Next week we shall know a little more about how the 2009 F1 cars compare, but even then things will be a little bit grey as Ferrari, BMW and Toyota will be in Bahrain, and everyone else will be at Jerez.
Only when all the top teams get together, with packages that more closely resemble what they will run in the first race, will we have a clearer picture. The intriguing aspect of this year's massive rules changes is what effect - if any - it will have on the status quo.
One of the big question marks concerns Toyota. At the end of last year, the red and white cars were generally solidly in the top eight - Jarno Trulli even started second in Brazil - and the gap to the pacesetters was slim. After seven years, it seemed that the team were finally in a position to move forward, if they could take that extra step.
We'll never know what might have happened had the rules remained stable and everyone continued to search for those incremental gains. Would that situation have favoured Toyota, at last ticking all the boxes after so many years of trying? Or does the real situation, a massive package of rules changes that has forced everyone to start fresh, give Toyota (and indeed such as Williams, Red Bull and Renault) a chance to make a leap forward?
Jarno Trulli races with Nick Heidfeld and Heikki Kovalainen in Brazil © LAT
"It's true that with the previous regulations we had been playing catch up," admits Toyota's chassis technical boss Pascal Vasselon. "Because all the other teams had started earlier. At the end of last year yes, we were very close to the pace of the top teams.
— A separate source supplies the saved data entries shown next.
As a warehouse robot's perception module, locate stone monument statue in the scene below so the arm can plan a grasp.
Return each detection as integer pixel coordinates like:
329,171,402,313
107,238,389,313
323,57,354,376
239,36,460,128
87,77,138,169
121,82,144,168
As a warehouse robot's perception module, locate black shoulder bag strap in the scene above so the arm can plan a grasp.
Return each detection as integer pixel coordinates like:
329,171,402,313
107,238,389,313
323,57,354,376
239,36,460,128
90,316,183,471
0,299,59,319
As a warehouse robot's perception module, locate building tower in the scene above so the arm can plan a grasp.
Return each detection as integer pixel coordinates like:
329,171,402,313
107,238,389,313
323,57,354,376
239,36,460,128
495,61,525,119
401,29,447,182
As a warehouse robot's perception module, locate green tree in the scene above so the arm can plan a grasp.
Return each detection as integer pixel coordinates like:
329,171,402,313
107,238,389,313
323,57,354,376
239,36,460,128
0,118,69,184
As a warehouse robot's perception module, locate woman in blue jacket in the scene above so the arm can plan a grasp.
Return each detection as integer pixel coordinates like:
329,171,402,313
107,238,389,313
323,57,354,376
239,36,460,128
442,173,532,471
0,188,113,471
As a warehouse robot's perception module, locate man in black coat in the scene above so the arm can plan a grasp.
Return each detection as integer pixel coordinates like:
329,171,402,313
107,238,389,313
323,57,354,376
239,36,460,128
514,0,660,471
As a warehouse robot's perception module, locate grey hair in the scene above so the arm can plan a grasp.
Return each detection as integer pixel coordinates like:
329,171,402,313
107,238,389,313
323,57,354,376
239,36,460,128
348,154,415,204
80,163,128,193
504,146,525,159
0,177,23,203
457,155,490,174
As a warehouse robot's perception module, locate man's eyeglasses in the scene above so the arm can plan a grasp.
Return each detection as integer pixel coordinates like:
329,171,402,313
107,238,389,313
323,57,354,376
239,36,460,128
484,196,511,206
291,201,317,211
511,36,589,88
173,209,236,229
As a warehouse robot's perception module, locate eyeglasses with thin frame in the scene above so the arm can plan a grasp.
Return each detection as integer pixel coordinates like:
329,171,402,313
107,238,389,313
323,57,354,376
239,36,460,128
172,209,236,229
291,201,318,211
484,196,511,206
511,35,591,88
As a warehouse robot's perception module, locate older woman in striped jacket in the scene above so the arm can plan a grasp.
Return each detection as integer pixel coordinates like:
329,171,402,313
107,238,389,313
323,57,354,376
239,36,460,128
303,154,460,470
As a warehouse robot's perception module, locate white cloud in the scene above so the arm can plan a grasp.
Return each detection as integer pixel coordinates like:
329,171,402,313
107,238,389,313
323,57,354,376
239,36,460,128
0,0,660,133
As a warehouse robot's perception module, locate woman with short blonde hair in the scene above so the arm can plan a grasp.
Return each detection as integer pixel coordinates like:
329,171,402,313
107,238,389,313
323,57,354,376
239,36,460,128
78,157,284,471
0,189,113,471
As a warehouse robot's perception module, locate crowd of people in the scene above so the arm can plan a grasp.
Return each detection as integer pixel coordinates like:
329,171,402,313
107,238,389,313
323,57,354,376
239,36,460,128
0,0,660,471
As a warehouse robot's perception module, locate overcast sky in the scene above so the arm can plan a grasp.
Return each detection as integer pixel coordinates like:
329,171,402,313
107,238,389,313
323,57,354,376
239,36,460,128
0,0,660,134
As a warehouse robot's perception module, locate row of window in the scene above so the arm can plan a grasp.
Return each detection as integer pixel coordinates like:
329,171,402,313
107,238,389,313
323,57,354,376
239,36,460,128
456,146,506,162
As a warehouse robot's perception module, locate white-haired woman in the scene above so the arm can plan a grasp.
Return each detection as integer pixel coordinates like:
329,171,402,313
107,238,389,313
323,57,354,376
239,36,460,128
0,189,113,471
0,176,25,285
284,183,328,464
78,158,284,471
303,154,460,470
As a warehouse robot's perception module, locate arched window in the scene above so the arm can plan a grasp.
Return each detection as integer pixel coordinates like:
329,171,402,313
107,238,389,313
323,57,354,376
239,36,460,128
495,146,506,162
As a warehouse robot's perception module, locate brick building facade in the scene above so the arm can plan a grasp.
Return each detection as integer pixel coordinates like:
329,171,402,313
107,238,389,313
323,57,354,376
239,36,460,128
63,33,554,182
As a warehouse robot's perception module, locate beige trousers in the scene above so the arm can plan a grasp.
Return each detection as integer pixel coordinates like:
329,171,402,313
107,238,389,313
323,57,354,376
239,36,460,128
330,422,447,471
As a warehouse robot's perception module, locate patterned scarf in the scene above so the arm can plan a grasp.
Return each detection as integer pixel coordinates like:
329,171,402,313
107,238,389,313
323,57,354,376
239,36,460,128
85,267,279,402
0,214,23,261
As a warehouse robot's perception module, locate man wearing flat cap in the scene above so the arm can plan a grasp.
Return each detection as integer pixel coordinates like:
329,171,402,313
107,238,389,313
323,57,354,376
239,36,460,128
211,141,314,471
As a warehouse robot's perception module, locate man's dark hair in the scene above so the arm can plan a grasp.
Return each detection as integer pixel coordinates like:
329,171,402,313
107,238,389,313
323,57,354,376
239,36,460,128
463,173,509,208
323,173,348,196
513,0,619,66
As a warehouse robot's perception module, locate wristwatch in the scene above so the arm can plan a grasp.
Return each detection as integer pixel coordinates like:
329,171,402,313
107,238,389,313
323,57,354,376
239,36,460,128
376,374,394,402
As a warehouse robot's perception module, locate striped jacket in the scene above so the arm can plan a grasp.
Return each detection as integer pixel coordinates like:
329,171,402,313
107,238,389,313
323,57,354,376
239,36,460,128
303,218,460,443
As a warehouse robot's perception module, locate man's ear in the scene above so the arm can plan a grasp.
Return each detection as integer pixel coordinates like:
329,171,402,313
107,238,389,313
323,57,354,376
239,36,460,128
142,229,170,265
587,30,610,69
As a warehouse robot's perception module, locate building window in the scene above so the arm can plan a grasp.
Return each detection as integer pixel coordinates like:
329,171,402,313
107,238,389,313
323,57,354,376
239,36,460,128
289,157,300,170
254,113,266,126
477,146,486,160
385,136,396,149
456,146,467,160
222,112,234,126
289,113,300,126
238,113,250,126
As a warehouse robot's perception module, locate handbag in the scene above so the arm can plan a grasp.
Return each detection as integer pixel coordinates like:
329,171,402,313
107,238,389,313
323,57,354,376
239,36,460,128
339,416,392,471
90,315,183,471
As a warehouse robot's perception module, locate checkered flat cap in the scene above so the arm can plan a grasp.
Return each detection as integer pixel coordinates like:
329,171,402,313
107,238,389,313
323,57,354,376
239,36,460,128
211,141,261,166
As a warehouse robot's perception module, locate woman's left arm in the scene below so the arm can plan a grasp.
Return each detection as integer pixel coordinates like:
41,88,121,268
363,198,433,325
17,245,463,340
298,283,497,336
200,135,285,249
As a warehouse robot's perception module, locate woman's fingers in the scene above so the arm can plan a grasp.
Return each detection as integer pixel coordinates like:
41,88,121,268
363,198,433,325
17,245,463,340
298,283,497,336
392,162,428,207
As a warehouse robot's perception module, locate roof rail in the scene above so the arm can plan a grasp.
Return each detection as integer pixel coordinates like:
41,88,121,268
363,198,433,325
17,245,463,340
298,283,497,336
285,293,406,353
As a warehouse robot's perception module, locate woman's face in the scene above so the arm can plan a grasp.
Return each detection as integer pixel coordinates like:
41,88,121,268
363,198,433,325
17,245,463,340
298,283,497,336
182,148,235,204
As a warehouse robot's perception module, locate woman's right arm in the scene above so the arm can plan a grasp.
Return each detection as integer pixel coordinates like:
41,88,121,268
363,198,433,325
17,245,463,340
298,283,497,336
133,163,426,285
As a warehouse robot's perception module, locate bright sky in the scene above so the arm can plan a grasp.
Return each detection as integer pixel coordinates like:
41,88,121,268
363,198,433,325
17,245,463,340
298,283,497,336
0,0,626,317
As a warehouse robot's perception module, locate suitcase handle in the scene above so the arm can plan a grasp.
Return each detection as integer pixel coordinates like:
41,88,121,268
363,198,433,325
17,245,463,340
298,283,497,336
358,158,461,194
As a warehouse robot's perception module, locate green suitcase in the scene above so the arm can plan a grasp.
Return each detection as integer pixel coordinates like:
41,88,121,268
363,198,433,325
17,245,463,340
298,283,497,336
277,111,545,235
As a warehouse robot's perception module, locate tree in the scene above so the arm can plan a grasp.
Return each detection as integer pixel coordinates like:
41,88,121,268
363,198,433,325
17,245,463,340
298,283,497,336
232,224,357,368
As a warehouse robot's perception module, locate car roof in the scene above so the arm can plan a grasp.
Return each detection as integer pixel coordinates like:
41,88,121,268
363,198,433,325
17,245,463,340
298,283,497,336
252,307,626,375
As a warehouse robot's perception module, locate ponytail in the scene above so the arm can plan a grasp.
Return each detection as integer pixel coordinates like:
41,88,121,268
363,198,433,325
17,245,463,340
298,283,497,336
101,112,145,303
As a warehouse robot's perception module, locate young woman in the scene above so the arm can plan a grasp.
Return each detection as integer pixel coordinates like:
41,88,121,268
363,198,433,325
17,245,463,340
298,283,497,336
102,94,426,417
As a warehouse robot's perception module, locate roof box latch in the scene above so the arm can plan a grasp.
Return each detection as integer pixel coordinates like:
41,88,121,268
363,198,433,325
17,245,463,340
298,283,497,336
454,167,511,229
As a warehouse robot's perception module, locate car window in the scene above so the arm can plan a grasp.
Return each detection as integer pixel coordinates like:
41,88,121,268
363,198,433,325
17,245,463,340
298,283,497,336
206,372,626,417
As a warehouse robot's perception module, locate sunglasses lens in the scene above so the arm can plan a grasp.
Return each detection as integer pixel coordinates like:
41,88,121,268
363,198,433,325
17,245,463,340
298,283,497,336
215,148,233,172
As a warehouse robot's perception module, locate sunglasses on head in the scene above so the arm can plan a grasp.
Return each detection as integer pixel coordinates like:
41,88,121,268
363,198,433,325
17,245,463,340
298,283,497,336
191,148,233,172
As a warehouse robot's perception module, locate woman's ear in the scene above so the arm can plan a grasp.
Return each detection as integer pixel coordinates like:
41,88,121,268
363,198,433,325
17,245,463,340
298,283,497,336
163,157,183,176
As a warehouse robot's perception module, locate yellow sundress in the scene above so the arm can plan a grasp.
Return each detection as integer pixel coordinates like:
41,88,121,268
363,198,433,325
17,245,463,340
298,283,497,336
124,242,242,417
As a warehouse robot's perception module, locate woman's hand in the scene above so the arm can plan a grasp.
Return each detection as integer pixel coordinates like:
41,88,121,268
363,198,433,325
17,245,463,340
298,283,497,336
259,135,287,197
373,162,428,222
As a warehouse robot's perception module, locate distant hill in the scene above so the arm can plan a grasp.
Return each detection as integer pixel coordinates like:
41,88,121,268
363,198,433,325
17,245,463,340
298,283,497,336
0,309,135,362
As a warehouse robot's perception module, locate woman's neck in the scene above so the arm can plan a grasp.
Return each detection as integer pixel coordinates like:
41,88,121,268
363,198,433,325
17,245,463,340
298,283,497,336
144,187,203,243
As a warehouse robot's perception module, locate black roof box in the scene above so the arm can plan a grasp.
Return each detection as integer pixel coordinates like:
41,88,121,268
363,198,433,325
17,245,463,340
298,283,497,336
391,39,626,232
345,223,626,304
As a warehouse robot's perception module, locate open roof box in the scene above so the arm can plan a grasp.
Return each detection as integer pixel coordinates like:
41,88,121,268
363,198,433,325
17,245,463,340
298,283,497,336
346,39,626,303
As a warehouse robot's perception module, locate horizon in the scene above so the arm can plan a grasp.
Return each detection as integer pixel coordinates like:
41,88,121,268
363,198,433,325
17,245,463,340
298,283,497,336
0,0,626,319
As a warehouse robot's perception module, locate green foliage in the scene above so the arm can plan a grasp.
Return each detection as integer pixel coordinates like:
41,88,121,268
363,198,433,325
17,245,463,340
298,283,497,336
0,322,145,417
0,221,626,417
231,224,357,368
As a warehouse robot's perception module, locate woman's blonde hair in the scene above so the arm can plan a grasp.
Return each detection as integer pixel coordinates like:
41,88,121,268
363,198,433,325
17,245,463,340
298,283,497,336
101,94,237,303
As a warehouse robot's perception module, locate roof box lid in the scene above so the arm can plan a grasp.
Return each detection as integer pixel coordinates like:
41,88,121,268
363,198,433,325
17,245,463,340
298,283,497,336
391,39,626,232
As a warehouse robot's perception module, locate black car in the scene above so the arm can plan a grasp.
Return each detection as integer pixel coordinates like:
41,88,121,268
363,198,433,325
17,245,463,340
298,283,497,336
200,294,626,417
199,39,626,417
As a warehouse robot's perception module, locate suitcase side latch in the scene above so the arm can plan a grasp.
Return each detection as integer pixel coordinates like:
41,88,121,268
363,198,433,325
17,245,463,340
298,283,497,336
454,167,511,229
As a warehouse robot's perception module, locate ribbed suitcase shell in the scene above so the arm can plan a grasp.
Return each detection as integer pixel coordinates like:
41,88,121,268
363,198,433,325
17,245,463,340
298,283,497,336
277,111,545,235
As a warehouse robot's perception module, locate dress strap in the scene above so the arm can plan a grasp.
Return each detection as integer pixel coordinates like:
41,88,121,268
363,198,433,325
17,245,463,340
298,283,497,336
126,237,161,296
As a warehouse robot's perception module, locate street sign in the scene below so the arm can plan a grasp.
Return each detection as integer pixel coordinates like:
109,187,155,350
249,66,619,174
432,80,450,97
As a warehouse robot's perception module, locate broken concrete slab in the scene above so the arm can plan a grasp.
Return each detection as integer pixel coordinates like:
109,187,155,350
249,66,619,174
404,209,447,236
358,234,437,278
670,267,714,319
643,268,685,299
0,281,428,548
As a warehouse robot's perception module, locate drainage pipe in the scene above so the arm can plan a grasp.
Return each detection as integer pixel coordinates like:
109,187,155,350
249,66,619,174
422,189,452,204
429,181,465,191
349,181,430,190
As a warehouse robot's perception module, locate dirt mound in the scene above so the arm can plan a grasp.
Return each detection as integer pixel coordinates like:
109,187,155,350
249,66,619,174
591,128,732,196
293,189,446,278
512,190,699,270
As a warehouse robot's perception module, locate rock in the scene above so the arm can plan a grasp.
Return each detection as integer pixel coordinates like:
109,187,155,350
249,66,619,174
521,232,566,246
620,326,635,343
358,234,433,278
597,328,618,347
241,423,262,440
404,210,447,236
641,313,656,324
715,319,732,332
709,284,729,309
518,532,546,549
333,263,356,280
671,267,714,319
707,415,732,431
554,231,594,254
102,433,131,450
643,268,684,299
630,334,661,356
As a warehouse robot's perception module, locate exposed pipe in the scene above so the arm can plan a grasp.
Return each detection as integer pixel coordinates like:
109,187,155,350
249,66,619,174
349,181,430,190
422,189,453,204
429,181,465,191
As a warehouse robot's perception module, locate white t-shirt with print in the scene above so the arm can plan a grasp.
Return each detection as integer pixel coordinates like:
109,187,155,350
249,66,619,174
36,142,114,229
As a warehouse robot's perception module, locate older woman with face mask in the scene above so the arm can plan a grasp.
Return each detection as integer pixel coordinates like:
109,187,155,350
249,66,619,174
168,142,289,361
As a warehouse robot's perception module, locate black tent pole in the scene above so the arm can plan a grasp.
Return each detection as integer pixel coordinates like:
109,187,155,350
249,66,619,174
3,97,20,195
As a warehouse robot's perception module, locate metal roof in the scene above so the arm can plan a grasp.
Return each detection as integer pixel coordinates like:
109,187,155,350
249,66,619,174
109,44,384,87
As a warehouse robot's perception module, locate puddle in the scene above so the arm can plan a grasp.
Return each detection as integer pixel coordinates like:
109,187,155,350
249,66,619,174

"So on the one hand it was a shame to stop with this set of regulations, but on the other hand, clearly we see it as a mark that we are there, and we have even better reasons to be competitive with a new set of regulations. Because now we are starting from a white sheet of paper like the others, we are not catching up."
He says that getting everything in place for 2009 has been a huge challenge.
"It has been extremely difficult to get prepared for this season. Difficult, but extremely interesting. The reason why it's difficult is that we have changed at the same time the two major performance factors in F1, aero and tyres.
"We have to restart everything, relearn everything in terms of these items. We have new aero, much less downforce, new tyres with a totally different working range, so we have to combine that and see where it goes. It's extremely difficult, especially to anticipate what will be the working window of the car.
"When you have a huge regulation change like that, you have to start early, simply because it's a big change, you have to learn about it, and you have almost nothing to learn from the current car.
"For example, between 2007 and 2008 we were waiting for the 2007 car to race before starting to design the new aero concept. This time we had almost nothing to learn from the 2008 season, so all the conditions were there to favour an early start.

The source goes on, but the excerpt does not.